Warning: Soda May Be Bad for Your Health, San Francisco Says



    San Francisco could soon be the first city in the country to place health warnings on advertisements for sugary drinks.

    Lawmakers there voted unanimously this week in favor of a measure that would require a stark warning label – akin to the caution label on cigarettes – noting the link between sugary drink consumption and chronic disease. The warning labels would appear only on advertisements for sugary drinks, not on the products themselves, though a separate measure at the state level would require such warnings directly on soda cans and bottles.

    “Warning,” the new label on the advertisements would read. “Drinking beverages with added sugar(s) contributes to obesity, diabetes, and tooth decay. This is a message from the City and County of San Francisco.”




    A proposed warning label for two-liter soda bottles.Credit California Center for Public Health Advocacy

    The San Francisco Board of Supervisors will decide whether to approve the ordinance next week and, barring a veto by the city’s mayor, Ed Lee, the law would take effect this summer. Mr. Lee has not publicly taken a position on the measure, but its supporters say he is open to it.

    The measure was approved by San Francisco lawmakers on Tuesday along with two other proposals, one of which would ban all advertisements for sugary drinks on publicly owned property. The other would forbid the use of city funds for the purchase of sugary beverages.

    Scott Wiener, a member of the San Francisco Board of Supervisors, which voted in support of the measure, said in a statement that requiring the health warnings on soda ads “makes clear that these drinks aren’t harmless – indeed, quite the opposite.”

    “San Francisco has sent a clear message that we need to do more to protect our community’s health,” he said.
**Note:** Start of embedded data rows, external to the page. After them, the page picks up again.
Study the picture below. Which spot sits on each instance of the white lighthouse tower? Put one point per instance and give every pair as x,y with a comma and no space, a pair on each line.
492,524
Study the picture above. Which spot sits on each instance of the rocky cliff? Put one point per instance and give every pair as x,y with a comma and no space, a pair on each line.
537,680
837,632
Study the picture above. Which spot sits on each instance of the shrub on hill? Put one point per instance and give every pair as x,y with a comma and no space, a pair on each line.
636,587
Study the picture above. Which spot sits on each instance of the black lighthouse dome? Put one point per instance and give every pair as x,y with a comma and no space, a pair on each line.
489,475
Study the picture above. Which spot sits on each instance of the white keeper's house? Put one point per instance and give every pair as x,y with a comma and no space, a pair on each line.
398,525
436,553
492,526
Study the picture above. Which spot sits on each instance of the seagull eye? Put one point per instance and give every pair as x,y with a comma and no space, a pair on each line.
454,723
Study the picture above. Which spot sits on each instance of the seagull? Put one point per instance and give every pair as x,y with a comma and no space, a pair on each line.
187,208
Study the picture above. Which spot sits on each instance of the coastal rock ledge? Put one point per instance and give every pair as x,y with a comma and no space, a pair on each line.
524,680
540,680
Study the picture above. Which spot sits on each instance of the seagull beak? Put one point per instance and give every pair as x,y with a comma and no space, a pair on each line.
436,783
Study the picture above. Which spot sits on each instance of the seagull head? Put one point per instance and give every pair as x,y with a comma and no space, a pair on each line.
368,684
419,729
    Mr. Wiener’s office said that in San Francisco, the financial impact of sugary drinks exceeded $50 million “even when only considering diabetes and obesity,” and that one in three children today are expected to develop diabetes in their lifetime.

    If it receives final approval next week, the new measure would require the health warning on billboards and posters in San Francisco, as well as on ads for sugary beverages displayed in stadiums, on bus stops and on vehicles. Advertisements in newspapers, magazines and on the Internet would not be included.

    The measure would apply to sugar-sweetened drinks with 25 calories or more, including sodas, sports drinks and iced teas. But milk and some natural fruit and vegetable juice drinks would be excluded. The warning labels would take up at least 20 percent of the ad space.

    Last year San Francisco failed to enact a tax on sugary drinks through a ballot initiative. The tax was fiercely opposed by industry groups, which spent millions fighting it. About 56 percent of voters supported the ballot initiative, but that figure fell short of the two-thirds majority required for the special tax to pass.

    Berkeley, San Francisco’s neighbor, enacted a soda tax last year, becoming the first city in the country to do so.

    A spokesman for the California Center for Public Health Advocacy, a nonprofit organization, hailed the new San Francisco measure and said that the “natural next step is to take similar policies to the state level by requiring warning labels on the products itself.”

    The group helped sponsor legislation that would require warning labels on all sugary drink cans, dispensers and vending machines in California. The legislation passed the State Senate but died in the Assembly. A similar bill was introduced this year and will most likely be voted on in 2016.